I enjoy the annual rhythm of the seasons. It encourages me to change my cycling and exercise, like a farmer rotating crops and leaving some fields fallow for a while.
The early months of the year remind me of preparing the soil and sowing that year’s crop. This means base training: long rides with friends at a moderate pace, along with stops in cafés to warm up. It’s a great way to get out of the city and escape the “blues” that winter in Seattle can bring.
As spring arrives, the first shoots of the plants poke through the soil. It’s a time to tend them to ensure they grow. On a bike, this means working on speed and endurance. At first, the intensity can be hard, but it’s also invigorating to get back into the swing of cycling. Randonneur brevets provide a great opportunity, as each ride is training for the next, longer one.

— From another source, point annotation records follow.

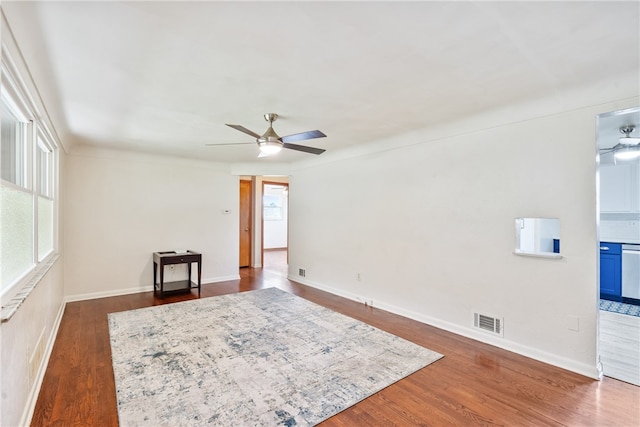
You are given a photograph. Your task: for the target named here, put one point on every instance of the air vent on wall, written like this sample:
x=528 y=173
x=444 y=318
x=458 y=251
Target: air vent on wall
x=488 y=323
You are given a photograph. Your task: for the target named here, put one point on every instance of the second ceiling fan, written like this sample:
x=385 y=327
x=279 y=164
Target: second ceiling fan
x=270 y=142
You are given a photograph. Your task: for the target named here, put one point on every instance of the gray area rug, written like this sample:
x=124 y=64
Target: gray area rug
x=259 y=358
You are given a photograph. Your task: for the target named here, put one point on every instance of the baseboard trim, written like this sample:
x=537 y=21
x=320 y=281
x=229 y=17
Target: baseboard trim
x=32 y=399
x=523 y=350
x=139 y=289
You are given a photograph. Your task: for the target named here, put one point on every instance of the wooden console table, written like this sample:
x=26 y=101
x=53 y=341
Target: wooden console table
x=160 y=259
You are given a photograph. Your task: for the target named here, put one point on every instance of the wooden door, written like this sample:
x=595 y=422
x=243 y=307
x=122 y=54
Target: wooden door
x=245 y=223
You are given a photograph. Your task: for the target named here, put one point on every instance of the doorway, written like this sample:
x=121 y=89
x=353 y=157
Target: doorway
x=275 y=226
x=618 y=227
x=244 y=259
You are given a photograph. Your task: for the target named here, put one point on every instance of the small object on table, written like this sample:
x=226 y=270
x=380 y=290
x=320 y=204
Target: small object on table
x=160 y=259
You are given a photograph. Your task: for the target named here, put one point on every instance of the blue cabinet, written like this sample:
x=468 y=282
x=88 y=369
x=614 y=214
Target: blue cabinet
x=611 y=271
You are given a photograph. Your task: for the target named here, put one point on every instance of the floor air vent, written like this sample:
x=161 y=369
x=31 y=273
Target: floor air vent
x=488 y=323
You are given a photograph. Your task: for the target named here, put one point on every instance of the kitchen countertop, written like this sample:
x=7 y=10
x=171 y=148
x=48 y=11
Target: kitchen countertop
x=627 y=241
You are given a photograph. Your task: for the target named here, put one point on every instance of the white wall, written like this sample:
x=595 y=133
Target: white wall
x=122 y=207
x=428 y=227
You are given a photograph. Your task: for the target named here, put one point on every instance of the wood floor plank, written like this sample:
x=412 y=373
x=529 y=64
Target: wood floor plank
x=474 y=384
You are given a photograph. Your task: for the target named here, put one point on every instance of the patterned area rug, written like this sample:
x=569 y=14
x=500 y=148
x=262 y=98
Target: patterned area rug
x=259 y=358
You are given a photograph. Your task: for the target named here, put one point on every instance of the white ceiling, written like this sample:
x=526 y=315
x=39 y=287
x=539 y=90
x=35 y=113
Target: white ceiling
x=166 y=76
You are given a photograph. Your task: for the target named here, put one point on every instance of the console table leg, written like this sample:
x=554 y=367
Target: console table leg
x=199 y=276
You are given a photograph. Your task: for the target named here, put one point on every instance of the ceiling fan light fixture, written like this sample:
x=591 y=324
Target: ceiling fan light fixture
x=269 y=146
x=627 y=153
x=627 y=139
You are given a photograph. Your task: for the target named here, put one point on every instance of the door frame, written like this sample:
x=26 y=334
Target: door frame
x=250 y=214
x=281 y=184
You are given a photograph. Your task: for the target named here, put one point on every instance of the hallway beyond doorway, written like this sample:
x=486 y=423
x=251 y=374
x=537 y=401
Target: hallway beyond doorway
x=275 y=261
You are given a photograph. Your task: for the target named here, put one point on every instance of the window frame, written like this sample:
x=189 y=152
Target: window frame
x=14 y=94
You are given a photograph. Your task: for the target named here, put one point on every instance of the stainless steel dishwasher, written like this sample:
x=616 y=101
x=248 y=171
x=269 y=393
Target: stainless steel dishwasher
x=631 y=271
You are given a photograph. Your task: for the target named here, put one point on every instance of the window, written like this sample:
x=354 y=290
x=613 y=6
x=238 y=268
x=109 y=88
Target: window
x=27 y=186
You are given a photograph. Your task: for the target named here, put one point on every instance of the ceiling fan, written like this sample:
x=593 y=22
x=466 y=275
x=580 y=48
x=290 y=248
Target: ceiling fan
x=627 y=148
x=271 y=143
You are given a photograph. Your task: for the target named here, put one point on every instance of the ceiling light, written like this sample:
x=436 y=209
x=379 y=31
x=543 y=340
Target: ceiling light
x=269 y=146
x=627 y=153
x=627 y=139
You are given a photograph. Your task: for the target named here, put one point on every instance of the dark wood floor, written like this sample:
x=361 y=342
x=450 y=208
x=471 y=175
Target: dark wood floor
x=474 y=384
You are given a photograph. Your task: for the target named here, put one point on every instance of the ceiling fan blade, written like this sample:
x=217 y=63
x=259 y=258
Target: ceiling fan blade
x=231 y=143
x=244 y=129
x=302 y=136
x=304 y=148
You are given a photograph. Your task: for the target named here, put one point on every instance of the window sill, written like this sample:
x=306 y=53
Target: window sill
x=14 y=303
x=538 y=254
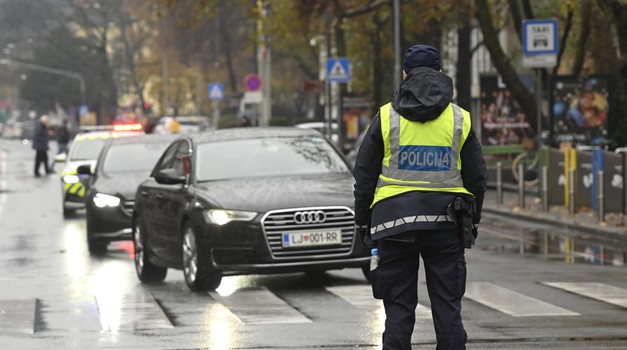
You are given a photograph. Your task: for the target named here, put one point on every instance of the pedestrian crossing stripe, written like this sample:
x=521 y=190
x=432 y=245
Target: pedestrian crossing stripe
x=598 y=291
x=139 y=310
x=266 y=309
x=510 y=302
x=361 y=296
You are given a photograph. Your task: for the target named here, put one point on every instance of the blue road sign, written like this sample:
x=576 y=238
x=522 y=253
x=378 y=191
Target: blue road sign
x=338 y=70
x=215 y=91
x=252 y=82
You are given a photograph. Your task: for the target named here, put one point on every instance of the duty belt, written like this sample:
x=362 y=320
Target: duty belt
x=410 y=220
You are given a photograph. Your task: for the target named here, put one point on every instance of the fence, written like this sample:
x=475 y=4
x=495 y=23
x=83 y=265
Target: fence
x=577 y=178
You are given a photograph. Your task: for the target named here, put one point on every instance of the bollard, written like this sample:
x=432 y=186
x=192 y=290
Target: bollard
x=600 y=197
x=521 y=186
x=499 y=183
x=545 y=188
x=571 y=191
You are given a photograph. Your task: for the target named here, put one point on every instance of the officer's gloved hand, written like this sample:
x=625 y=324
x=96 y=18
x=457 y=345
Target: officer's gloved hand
x=364 y=236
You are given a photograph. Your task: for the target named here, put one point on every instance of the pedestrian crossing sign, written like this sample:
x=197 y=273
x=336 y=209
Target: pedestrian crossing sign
x=338 y=70
x=216 y=91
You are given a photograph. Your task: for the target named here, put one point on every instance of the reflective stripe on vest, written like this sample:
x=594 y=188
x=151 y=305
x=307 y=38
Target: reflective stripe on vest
x=431 y=164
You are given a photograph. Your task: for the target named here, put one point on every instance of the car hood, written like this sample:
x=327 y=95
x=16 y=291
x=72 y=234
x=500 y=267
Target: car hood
x=264 y=194
x=122 y=184
x=70 y=167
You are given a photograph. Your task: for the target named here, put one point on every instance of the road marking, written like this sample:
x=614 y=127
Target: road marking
x=137 y=311
x=599 y=291
x=361 y=296
x=3 y=196
x=510 y=302
x=17 y=316
x=259 y=306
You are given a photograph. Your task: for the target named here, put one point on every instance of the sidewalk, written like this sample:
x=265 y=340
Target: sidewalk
x=614 y=224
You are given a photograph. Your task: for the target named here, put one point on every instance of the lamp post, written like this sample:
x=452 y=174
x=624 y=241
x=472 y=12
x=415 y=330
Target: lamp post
x=51 y=71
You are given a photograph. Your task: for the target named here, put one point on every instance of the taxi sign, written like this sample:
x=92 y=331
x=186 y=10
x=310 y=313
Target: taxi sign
x=540 y=36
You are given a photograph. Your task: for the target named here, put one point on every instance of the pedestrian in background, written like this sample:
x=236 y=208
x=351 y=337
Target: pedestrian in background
x=174 y=126
x=419 y=157
x=63 y=138
x=40 y=145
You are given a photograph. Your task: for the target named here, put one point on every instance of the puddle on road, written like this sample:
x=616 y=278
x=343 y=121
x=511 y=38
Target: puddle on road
x=555 y=244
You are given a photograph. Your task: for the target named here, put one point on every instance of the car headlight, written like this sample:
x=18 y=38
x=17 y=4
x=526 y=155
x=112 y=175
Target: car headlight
x=71 y=179
x=221 y=217
x=102 y=200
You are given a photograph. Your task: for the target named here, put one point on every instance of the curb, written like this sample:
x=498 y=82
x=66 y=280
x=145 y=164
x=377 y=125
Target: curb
x=600 y=231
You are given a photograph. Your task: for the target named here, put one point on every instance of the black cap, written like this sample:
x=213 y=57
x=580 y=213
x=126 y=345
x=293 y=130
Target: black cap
x=422 y=56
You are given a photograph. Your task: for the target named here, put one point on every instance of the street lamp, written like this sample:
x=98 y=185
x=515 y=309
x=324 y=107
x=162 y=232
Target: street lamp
x=50 y=70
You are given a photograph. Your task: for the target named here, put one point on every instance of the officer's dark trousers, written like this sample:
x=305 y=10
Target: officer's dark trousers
x=41 y=158
x=445 y=271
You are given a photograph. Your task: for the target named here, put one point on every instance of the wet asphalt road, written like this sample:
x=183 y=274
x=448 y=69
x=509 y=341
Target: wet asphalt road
x=529 y=287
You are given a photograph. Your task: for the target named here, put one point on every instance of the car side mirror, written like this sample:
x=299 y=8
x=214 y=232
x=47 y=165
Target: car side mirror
x=169 y=177
x=84 y=169
x=60 y=158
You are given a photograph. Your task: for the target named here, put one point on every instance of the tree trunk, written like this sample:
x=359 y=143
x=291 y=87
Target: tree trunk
x=464 y=56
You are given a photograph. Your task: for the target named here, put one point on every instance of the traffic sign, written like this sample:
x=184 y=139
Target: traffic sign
x=338 y=70
x=540 y=36
x=215 y=91
x=252 y=82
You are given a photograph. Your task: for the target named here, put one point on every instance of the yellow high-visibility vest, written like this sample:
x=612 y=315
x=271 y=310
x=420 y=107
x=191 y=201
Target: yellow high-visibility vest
x=422 y=156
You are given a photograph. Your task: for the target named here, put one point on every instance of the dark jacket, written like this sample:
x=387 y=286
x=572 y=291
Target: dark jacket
x=40 y=137
x=421 y=97
x=63 y=134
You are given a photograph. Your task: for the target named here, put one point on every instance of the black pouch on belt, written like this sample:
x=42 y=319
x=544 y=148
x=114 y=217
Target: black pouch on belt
x=465 y=209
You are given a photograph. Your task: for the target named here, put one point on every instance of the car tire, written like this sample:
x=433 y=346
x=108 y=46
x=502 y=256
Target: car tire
x=95 y=246
x=197 y=276
x=147 y=272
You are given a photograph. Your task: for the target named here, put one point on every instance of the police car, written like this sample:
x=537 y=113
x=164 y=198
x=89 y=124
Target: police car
x=84 y=150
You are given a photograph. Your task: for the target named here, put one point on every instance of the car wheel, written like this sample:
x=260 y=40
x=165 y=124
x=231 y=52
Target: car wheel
x=197 y=276
x=366 y=271
x=147 y=272
x=95 y=246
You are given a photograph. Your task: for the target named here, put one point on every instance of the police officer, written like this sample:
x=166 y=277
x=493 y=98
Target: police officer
x=418 y=158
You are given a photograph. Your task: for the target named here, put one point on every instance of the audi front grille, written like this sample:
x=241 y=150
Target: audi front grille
x=277 y=222
x=127 y=207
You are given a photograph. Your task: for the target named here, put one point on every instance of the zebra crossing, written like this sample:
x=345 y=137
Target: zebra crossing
x=141 y=310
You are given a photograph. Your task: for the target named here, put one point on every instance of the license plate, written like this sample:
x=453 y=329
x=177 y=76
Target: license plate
x=308 y=238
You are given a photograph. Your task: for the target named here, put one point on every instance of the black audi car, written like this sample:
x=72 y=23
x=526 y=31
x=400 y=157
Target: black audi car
x=246 y=200
x=122 y=165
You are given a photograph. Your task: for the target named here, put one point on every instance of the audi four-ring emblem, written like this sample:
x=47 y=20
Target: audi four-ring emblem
x=310 y=217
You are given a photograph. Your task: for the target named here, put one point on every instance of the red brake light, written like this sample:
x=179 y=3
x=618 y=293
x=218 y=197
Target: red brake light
x=127 y=127
x=186 y=165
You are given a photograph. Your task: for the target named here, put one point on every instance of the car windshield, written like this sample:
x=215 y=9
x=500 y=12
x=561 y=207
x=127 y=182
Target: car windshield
x=87 y=149
x=267 y=157
x=132 y=157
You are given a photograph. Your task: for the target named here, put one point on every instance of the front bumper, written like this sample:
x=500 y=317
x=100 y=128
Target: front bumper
x=256 y=247
x=108 y=223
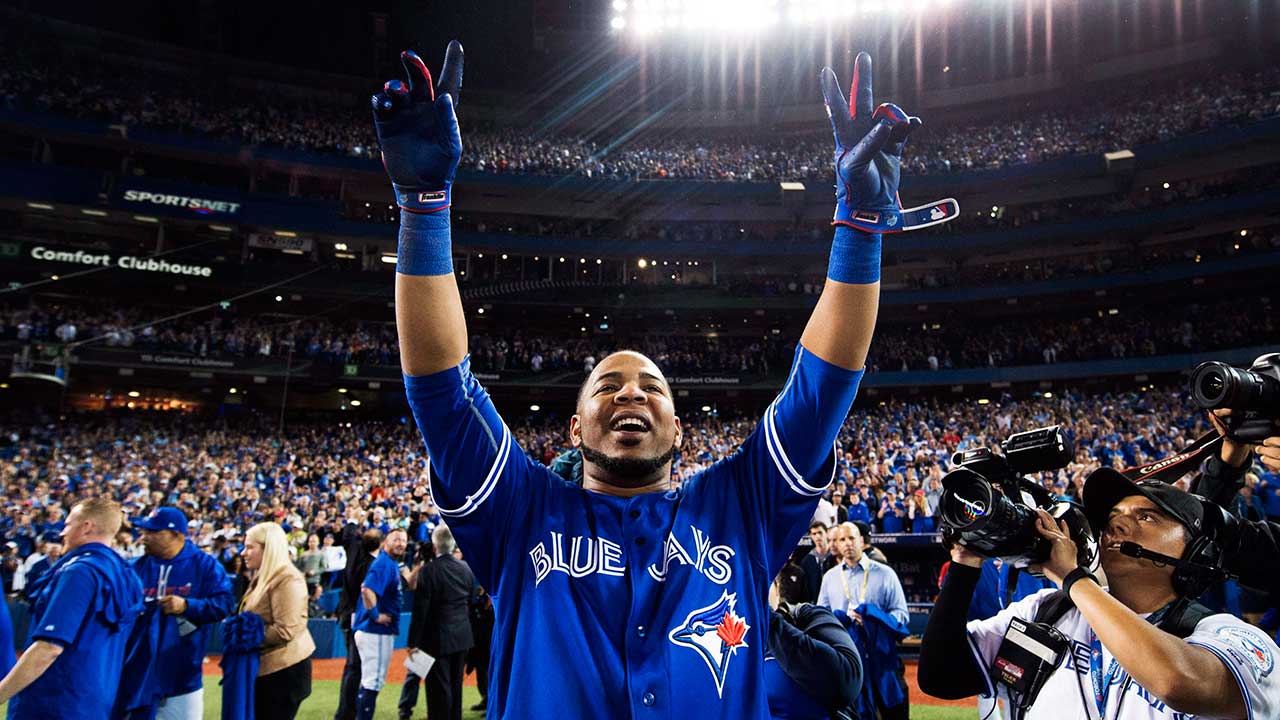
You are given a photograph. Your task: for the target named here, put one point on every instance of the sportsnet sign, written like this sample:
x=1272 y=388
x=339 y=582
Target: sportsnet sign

Summer is the time to harvest the fruits of all the labor. On a bike, this means those long rides in the mountains that I’ve yearned to do all year. The preparation pays dividends as we soar up mountain passes and ride through the night. This glorious season stretches into autumn, until the first snow closes the mountain passes.
Then comes the time to rest and recover. As it rains outside from October through December, I sit at my desk with a cup of hot chocolate and catch up on work. I try to get ahead so I can take off time next summer. Not riding “seriously” for a few months allows me to recharge my enthusiasm for cycling. It lets my body recover, and hopefully reach even greater heights next year.
During these rest months, I still ride for transportation and the occasional weekend jaunt with friends, but there are no efforts for speed or training. Rides rarely are more than 3 hours in duration.
This time off the bike does not mean that I don’t exercise at all! This is a good time for cross-training. I go running a few times a week. I enjoy this, and I like to think that it helps to maintain my bone density, since I run on steep trails. I also go to the gym and work on core strength, stretching, and building overall strength, mostly as a means to prevent cycling-related overuse injuries. Running and the gym make it fun to take some time off the bike. These other workouts ensure that I still work up a sweat a few times a week and enjoy the glow that comes with vigorous exercise.
Do you take time off your bike, and if yes, what do you do during the off-season?